Introduction
We will try to collect all the needed and common information to be provided to the created ticket to facilitate the investigation process and expedite the solution also to avoid unneeded back and forth communication between the customer and Support.
Kindly refer to the article https://community.incorta.com/t5/administration-knowledgebase/useful-scripts/ta-p/193 for details about Data Collection Script.
Kindly refer to the article https://docs.incorta.com/5.2/release-notes-5-2-3/#thread-dump-generation for details about how to generate thread dumps from the CMC. "Starting from 5.2.3"
Here are the points that will be covered in the article:
- How to create an optimal ticket.
- What information needs to be provided for each ticket type.
- How to help the support team to perform better by creating complete ticket.
- Ticket types.
- Setting priorities accordingly.
Let's Go
In this article we will discuss each and every point separately:
- How to create an optimal ticket? We need to have the following:
- Clear description of the issue.
- Time frame.
- Upgrade issue (Did the issue occurred after an upgrade?)
- Names of the users doing the action.
- Screenshots, Recordings ..etc
- Log files. - The current version of Incorta, The previous version in case of issues occuring after upgrades.
- Issues environment:
- Cloud or non-cloud.
- PRD or DEV.
- If It’s a cloud environment:
- we will need a token.
- we will also need the cluster’s name.
2. How to help the support team to perform better by creating complete ticket:
Describe the problem as is, then we need to gather the information that will help us start the investigation as we won't be able to start the investigation without most of the details.
Then we start the analysis process that will kind of making the picture clearer and soon we will have a complete vision of the issue to get it solved.
3. Common ticket types
We have 5 main components that most issues happen in:
- Loader
- Analytics
- Spark
- SQLI
- Memory
4. What information needs to be provided for each type of issues?
Loader component
- Schema stuck
It means that the schema is running for long time and not being completed, In this case we will need:
1. Thread dumps that can be generated while running the data collection script and starting from 5.2.3 thread dumps can be generated from the CMC UI as shown here . (Needs to be taken before doing Restart)
2. Name of the schema.
3. Tenant loader logs.
4. Time the schema started. - Schema performance
It means that there's a slowness along days or between environments, In this case we will need:
1. What’s the baseline of the performance (Good Run).

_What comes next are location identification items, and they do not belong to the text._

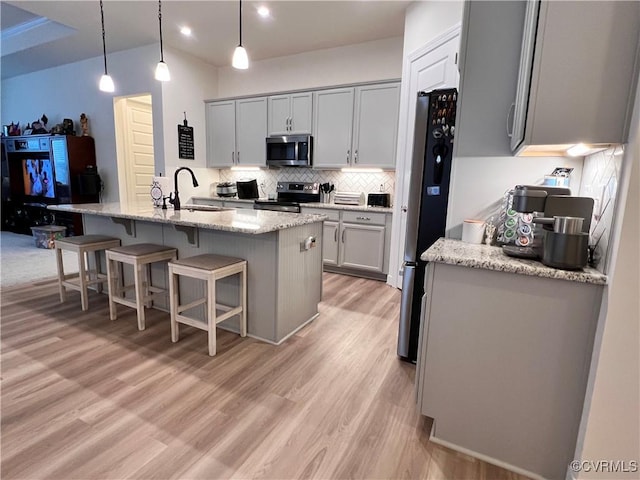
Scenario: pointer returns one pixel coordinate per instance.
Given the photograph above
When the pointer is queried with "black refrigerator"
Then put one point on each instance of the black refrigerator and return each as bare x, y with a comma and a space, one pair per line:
427, 205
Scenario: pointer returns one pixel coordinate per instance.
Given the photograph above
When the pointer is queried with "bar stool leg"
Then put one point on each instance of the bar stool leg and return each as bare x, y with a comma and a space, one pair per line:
243, 315
112, 280
173, 301
63, 291
211, 317
82, 273
140, 293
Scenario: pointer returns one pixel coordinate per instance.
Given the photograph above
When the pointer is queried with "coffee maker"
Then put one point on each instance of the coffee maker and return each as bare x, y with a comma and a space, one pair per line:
565, 221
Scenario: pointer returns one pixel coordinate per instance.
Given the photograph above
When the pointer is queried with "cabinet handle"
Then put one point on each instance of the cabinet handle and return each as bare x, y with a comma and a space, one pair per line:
510, 119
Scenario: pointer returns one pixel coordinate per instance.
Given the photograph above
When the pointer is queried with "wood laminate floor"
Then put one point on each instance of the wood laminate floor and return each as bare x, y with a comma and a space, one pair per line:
87, 398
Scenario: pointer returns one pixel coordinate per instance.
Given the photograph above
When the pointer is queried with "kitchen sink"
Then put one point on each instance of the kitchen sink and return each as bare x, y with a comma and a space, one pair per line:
205, 208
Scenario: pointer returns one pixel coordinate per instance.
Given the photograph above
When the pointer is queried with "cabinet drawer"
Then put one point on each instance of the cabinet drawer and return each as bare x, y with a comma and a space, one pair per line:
333, 215
370, 218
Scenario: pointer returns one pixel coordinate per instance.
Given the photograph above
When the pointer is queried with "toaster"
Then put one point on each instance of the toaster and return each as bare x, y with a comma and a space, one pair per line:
379, 200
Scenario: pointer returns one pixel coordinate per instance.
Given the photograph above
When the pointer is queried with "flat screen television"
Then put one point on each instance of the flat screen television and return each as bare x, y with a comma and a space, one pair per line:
38, 178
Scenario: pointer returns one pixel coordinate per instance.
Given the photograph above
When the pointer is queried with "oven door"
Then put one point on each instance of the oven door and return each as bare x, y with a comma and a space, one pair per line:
289, 151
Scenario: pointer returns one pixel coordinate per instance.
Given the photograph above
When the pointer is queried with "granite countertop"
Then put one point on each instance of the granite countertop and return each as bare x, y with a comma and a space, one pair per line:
233, 220
456, 252
330, 206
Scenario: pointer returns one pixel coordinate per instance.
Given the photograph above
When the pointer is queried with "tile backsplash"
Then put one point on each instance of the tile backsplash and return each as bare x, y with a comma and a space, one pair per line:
600, 177
343, 181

2. Loader logs for Good Run Vs Bad Run
- Schema queued for long time
In this case we will need:
1. Name of the queued schema.
2. GC logs.
3. Tenant loader logs
- Schema failure
In this case we will need:
1. Name of the failed schema.
2. Screenshot of the errors.
3. Tenant loader logs.
Analytics component
- Login is Slow ( User name , Time of login , Analytics Tenant login)

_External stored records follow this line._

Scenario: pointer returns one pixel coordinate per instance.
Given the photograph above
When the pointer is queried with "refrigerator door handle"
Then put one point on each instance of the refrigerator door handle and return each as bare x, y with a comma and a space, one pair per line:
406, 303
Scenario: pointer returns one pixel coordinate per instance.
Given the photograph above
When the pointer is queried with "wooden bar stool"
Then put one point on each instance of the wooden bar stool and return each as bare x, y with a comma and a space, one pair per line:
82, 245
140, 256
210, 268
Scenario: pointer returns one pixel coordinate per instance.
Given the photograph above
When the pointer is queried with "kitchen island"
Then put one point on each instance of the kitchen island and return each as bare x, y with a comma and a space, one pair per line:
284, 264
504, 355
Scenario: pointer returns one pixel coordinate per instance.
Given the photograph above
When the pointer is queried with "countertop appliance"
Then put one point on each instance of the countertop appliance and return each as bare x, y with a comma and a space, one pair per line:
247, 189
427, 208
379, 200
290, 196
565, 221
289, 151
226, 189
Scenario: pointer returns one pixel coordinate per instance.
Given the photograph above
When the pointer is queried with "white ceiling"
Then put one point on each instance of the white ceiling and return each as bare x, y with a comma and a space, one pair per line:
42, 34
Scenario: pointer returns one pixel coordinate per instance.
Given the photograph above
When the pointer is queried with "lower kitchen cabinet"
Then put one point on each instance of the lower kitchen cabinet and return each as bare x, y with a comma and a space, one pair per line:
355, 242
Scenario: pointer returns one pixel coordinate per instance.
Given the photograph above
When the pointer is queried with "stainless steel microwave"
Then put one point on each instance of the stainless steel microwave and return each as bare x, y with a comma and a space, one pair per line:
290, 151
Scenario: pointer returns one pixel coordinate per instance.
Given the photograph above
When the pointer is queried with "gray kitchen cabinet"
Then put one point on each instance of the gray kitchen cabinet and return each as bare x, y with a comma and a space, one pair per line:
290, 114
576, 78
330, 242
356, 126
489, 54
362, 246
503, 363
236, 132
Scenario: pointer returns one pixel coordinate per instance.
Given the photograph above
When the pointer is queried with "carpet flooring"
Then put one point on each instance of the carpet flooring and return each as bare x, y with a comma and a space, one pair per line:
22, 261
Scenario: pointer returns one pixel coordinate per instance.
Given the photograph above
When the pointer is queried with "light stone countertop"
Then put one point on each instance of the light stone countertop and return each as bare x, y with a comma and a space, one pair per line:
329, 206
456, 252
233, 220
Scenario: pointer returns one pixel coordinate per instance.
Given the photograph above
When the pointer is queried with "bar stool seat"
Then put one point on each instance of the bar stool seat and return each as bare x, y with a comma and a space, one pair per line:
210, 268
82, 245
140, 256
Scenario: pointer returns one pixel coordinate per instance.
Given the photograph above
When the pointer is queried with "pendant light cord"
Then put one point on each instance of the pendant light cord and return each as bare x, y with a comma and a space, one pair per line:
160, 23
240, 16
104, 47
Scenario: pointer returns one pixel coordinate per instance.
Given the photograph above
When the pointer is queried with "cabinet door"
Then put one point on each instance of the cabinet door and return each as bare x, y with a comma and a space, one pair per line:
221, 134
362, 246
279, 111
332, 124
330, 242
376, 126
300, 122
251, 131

- Dashboard Slowness ( Dashboard/Insight Name , Dashboard/Insight url , Analytics Tenant Logs , Date and Time of the issue , User name experiencing the issue, Was this Dashboard working better before or an optimization is needed in general).
- General Slowness ( Probably this will need a call to gather info about the end point causing the slowness).
- Insight error
In this case we will need:
1. What’s the encountered error?
2. Dashboard and Insight Name
3. Dashboard /Tenant export
4. Tenant analytics logs.
- Login issues (SSO)
In this case we will need:
1. Ask if it's the first time to login using SSO?

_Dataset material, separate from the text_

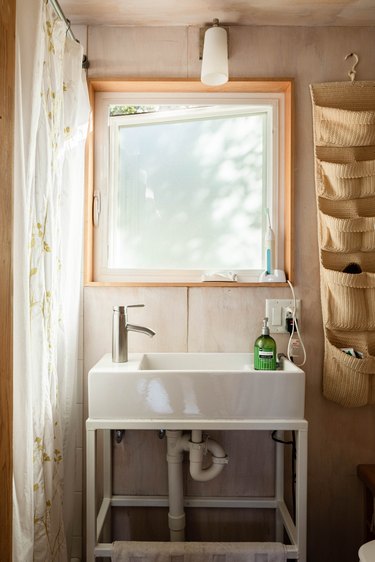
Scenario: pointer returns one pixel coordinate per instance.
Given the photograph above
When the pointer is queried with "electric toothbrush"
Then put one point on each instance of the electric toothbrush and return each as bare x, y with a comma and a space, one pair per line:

2. Name of the provider (OKTA , ADFS ...etc)
3. SSO Configurations from the CMC.
4. Screenshot from the error.
5. User Name, Tenant and service analytics logs.
- Connector issues
In this case we will need:
1. Name of the connector.
2. Screenshot of the errors.
3. Tenant analytics logs to test the connection.
4. Tenant loader logs to check the failures of the tables.
Spark issues
- Failed MVs
In this case we will need:
1. Screenshot of the error.
2. Configurations of the Spark from CMC.
3. Properties on the MV’s level If there’s any.
4. Spark and loader logs.
5. Event logs and work logs.
- Notebook failures
In this case we will need:
1. What’s the encountered error?
2. Zeppelin logs.
3. Tenant analytics logs.
- Stuck MVs
In this case we will need:
1. Name of the stuck MV.
2. Tenant loader logs.
3. Spark logs.
SQLI issues
- Failed tables that use Postgresql ‘IOI’
In this case we will need:
1. Screenshot of the error.
2. Tenant loader logs.
3. SQLI logs from the loader service - Stuck tables the use Postgresql ‘IOI’
In this case we will need:
1. Name of the table.
2. Tenant Loader logs.
3. SQLI logs.
Memory issues
- Crashes
It means that services are down and asking for the Data collection script is the best approach here on all the services (It’s better to run it using sudo/Root access).
- OOM
It means Out Of Memory failure and asking for Data collection script is the best approach here on all the services, as we will be able to get all the needed details from it and recommend a resizing.